Para o Aurélio, curinga é a “carta de baralho, que, em certos jogos, muda de valor segundo a combinação que o jogador tem na mão”.
Há certas palavras que, como as cartas, mudam constantemente de “valor”. Basta alterar a situação ou o contexto, e o sentido será outro, bem diferente do anterior.
Por exemplo: os substantivos coisa, parada, negócio e troço.
Repare quantos significados diferentes podem ser atribuídos a cada um desses substantivos, nos exemplos:
- Apanha para mim aquele troço na estante.
- Tenho uma parada para você mais tarde.
- Preciso te contar uma coisa sobre o Motta.
- Alguém sabe como este negócio funciona?
Não precisa ser nenhum sabe-tudo para perceber que clareza e precisão de sentido passaram bem longe dessas frases.
Fato semelhante também ocorre com certos verbos muito usados em textos empresariais. São os famosos curingões: ter, dar, fazer, pôr, dizer, ver.
Repare:
- Ter boa reputação.
- Ter o respeito do público.
- Ter dor de cabeça.
- Ter dez metros.
- Ter cinquenta quilos.
- Ter quatro pacotes no porta-malas do carro.
- Dar a notícia em primeira-mão.
- Dar R$ 23,00 por um sanduíche de mortadela.
- Dar um terreno por dois apartamentos.
- Dar a vida pela empresa.
- Fazer o percurso em três horas.
- Fazer jornalismo na PUC.
- Fazer o jantar em poucos minutos.
- Fazer uma carta em minutos.
- Fazer bonecos de barro.
- Fazer uma vala.
- Pôr uma palavra na frase.
- Pôr uma sonda na bexiga.
- Pôr o dinheiro no banco.
- Pôr a frase na voz passiva.
- Pôr a roupa no armário.
- Dizer poemas.
- Dizer a verdade.
- Dizer exemplos.
- Dizer o fim da novela das oito.
- Dizer o nome dos candidatos aprovados no concurso.
- Ver a beleza dos quadros de Goia.
- Ver os erros do texto.
- Ver o eclipse da lua.
- Ver os menores detalhes.
- Ver pela fresta da porta.
Substituir verbos de sentido genérico por outros de sentido específico é tornar a frase clara e a informação precisa, contextualizando melhor o leitor.
Ainda há um grupo de curingas que “redator de carteirinha” não usa. Eles são próprios de textos mais “nobres” e rebuscados. Aparecem, por exemplo, em relatórios técnicos e administrativos, manuais de todo tipo, normas, teses e monografias, textos jurídicosem geral. Juízes, promotores, ministros do STF, deputados, senadores, secretários municipais e estaduais, todos adoram encaixar um destes “curinguinhas” em seus textos.
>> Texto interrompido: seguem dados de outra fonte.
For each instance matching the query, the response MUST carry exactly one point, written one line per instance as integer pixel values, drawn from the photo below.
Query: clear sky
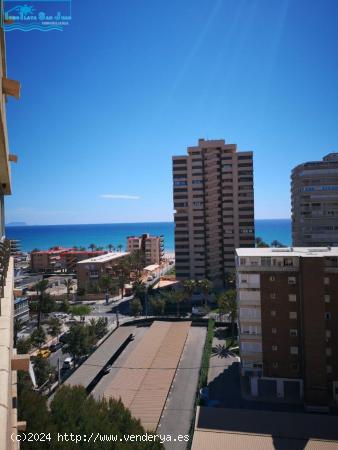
(129, 83)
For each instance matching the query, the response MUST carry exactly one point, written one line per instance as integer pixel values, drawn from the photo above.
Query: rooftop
(288, 251)
(104, 258)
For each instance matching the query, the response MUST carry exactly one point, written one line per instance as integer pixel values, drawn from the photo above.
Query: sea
(43, 237)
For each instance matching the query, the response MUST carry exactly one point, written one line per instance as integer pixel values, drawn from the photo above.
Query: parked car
(107, 369)
(44, 352)
(54, 347)
(68, 363)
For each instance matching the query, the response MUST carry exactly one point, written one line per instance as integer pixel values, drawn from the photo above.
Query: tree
(54, 327)
(40, 288)
(227, 305)
(42, 370)
(18, 325)
(69, 283)
(135, 307)
(38, 337)
(157, 305)
(205, 286)
(189, 287)
(79, 341)
(98, 328)
(92, 247)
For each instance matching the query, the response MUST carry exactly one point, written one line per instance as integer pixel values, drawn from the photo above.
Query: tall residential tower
(314, 191)
(214, 209)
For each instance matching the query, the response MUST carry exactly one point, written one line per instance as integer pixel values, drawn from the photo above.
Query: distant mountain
(16, 224)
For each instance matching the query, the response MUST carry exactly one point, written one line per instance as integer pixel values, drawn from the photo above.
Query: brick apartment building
(151, 247)
(214, 209)
(288, 319)
(314, 191)
(60, 259)
(91, 270)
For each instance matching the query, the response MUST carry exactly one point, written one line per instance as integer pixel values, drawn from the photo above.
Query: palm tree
(69, 283)
(227, 305)
(189, 287)
(230, 279)
(205, 286)
(40, 288)
(276, 243)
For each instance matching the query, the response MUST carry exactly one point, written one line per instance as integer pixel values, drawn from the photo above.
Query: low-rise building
(91, 270)
(151, 247)
(21, 309)
(60, 259)
(288, 322)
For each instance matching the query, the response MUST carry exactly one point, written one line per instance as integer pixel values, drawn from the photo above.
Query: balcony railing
(5, 253)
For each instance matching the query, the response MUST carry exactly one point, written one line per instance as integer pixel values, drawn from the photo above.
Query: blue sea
(46, 236)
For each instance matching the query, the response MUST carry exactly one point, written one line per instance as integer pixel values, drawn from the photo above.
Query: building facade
(151, 248)
(59, 259)
(214, 209)
(288, 322)
(90, 271)
(314, 198)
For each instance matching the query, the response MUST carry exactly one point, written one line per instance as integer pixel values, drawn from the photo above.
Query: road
(179, 409)
(101, 387)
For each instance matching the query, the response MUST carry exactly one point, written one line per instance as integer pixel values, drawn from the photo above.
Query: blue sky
(129, 83)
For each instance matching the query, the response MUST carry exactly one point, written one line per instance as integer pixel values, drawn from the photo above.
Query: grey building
(214, 209)
(314, 191)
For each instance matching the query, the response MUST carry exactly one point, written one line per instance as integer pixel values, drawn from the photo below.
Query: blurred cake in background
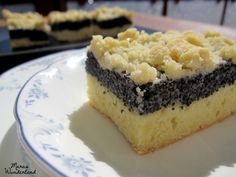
(111, 21)
(26, 30)
(70, 26)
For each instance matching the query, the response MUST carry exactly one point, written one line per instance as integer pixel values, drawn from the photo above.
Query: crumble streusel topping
(145, 57)
(28, 20)
(70, 15)
(105, 13)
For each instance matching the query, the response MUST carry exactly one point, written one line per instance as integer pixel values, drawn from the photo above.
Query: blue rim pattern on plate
(75, 164)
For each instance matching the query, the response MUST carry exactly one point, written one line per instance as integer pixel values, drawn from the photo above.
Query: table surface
(11, 82)
(167, 23)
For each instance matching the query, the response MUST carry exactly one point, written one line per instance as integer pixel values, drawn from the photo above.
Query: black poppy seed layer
(33, 35)
(117, 22)
(166, 92)
(77, 25)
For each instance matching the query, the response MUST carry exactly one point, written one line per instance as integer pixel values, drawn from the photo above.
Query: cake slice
(161, 87)
(70, 26)
(26, 30)
(110, 21)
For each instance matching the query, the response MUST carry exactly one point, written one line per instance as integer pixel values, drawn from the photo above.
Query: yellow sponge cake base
(151, 131)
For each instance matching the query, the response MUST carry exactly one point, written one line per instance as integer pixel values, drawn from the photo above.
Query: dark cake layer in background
(71, 25)
(165, 93)
(116, 22)
(33, 35)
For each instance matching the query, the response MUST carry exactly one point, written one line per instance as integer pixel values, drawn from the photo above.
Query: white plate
(10, 84)
(67, 137)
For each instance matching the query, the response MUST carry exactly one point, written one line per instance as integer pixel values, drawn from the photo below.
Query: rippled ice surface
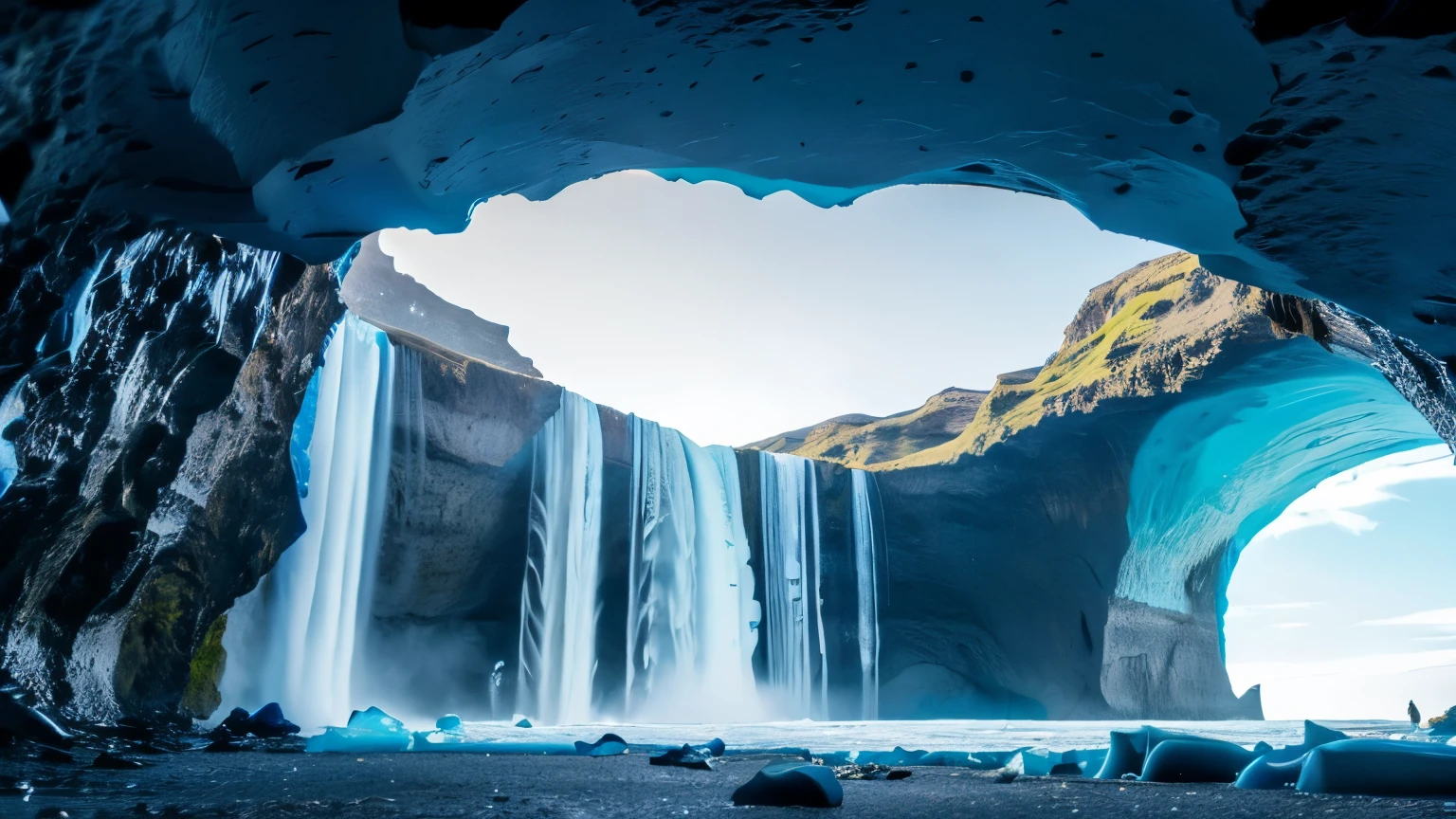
(923, 735)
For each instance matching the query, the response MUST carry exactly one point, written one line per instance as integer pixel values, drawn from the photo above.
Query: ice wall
(690, 608)
(296, 637)
(559, 595)
(1216, 471)
(792, 623)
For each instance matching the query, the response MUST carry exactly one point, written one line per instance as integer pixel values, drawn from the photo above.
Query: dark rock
(236, 721)
(268, 721)
(684, 756)
(29, 723)
(853, 772)
(787, 784)
(56, 756)
(109, 761)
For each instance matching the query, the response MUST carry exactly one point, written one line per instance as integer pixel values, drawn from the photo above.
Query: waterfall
(690, 607)
(296, 637)
(791, 574)
(12, 409)
(559, 598)
(866, 580)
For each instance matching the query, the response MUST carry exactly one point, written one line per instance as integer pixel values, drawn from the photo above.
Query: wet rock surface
(257, 784)
(154, 479)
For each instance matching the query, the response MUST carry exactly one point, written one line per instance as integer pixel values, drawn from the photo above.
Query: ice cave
(264, 490)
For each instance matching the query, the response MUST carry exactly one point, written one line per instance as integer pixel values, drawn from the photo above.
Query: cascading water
(559, 596)
(866, 580)
(690, 607)
(12, 409)
(793, 626)
(296, 639)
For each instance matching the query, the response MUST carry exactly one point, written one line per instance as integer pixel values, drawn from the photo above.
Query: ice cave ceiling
(1303, 148)
(169, 167)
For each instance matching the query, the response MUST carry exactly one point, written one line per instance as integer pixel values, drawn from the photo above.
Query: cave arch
(1210, 475)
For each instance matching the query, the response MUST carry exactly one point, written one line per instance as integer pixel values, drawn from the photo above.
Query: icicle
(562, 566)
(296, 637)
(868, 592)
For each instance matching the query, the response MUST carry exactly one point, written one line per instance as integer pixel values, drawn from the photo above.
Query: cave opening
(1333, 610)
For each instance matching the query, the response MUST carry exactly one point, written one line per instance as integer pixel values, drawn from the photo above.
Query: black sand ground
(258, 784)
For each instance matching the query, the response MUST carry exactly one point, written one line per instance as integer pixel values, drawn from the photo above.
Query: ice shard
(559, 595)
(793, 627)
(690, 592)
(298, 637)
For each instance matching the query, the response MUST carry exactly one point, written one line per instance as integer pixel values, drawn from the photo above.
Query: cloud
(1366, 664)
(1336, 500)
(1430, 617)
(1249, 610)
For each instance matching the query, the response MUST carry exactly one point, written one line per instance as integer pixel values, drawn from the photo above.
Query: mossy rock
(201, 696)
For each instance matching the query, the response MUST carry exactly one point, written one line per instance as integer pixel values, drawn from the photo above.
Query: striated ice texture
(558, 656)
(690, 592)
(792, 628)
(1216, 471)
(295, 639)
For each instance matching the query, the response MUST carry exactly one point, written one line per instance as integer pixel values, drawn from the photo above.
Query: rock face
(154, 479)
(1095, 475)
(864, 441)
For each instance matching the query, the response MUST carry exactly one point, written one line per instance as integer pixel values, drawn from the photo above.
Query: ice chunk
(1280, 768)
(609, 745)
(1194, 759)
(1380, 767)
(367, 732)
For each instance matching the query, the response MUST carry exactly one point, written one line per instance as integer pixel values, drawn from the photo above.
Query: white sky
(734, 319)
(1341, 608)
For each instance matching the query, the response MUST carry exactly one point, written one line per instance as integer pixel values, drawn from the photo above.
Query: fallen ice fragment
(609, 745)
(1195, 759)
(369, 730)
(1380, 767)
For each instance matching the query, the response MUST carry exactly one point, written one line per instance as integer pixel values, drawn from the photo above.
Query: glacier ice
(1214, 471)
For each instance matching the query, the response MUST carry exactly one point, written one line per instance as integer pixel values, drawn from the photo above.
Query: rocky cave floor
(284, 781)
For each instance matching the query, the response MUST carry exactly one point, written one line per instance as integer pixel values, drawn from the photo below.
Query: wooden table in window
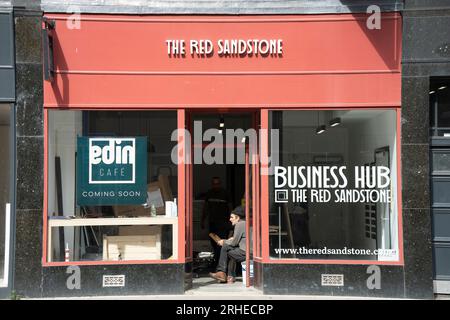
(144, 221)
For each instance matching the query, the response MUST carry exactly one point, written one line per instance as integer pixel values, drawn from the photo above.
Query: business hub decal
(111, 170)
(323, 184)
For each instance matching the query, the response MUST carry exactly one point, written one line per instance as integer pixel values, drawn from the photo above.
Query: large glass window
(333, 194)
(440, 107)
(112, 187)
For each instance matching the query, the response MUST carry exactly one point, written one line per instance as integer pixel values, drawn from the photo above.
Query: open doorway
(218, 188)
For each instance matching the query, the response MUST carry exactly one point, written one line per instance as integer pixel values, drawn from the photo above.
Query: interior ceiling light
(321, 129)
(335, 122)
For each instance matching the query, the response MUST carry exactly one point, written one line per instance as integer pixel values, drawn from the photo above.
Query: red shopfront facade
(133, 72)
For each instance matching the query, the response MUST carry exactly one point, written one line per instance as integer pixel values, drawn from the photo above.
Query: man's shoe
(220, 276)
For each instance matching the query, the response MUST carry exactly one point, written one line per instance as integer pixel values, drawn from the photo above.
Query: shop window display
(333, 194)
(112, 187)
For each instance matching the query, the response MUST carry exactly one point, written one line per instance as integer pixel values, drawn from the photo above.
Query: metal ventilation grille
(114, 281)
(333, 280)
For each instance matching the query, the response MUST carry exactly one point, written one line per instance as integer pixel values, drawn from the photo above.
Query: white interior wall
(64, 126)
(365, 137)
(4, 188)
(300, 144)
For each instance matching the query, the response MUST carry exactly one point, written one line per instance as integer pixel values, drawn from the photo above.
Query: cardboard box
(158, 193)
(131, 211)
(117, 248)
(139, 230)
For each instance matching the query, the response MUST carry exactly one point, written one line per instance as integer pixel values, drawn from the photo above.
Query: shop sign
(111, 170)
(323, 184)
(225, 47)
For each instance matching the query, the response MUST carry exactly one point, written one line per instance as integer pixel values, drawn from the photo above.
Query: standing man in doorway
(232, 249)
(216, 208)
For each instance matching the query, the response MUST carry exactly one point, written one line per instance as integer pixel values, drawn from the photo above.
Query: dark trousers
(229, 256)
(223, 233)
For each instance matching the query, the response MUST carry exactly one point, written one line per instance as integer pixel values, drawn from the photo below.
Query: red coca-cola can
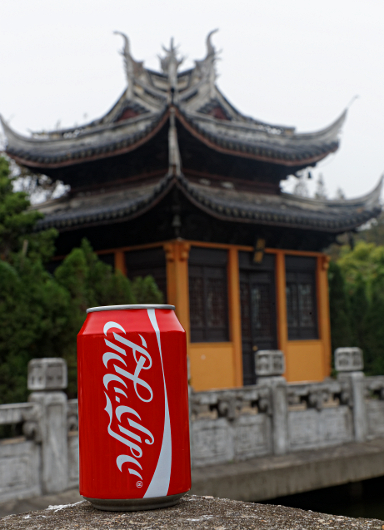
(134, 447)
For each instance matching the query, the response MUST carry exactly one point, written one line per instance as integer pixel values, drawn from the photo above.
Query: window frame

São os malditos: mesmo, próprio, citado, referido, mencionado, em questão, supracitado, entre outros.
Às vezes, eles são absolutamente dispensáveis. Basta simplesmente retirá-los da frase. Outras vezes, a simples mudança na ordem das palavras elimina os curingas e imprime a clareza e a objetividade desejadas. Uma terceira saída é substituí-los por sinônimos, hiperônimos, pronomes, siglas, numerais e advérbios.
Repare:
- Antes de entrar no elevador, verifique se o mesmo se encontra no andar.
- Duas ambulâncias do Corpo de Bombeiros chocaram-se violentamente. O motorista de uma das mesmas alegou que o feio na hora falhou.
- A Varig informou aos passageiros do voo 2345 que o embarque do mesmo, quando autorizado, seria feito pelo portão nove.
- A mãe e a tia desmaiaram durante o enterro das irmãs Célia e Ana Cristina. As mesmas foram socorridas no cemitério por populares.
- O secretário disse que pretende disponibilizar as normas e procedimentos, para que os funcionários tenham acesso às mesmas sempre que os próprios julgarem necessário.
- Há muitos argentinos em Foz do Iguaçu. Para hospedar os mesmos, a rede hoteleira teve de se aparelhar.
- O porta-voz da Presidência da República quer processar o JORNAL DO BRASIL por difamação. Agora, caberá ao mesmo defender-se da acusação.
- O deputado João da Silva foi convidado para assumir a Secretaria Geral do Ministério da Cultural. Mas o mesmo ainda não respondeu ao convite.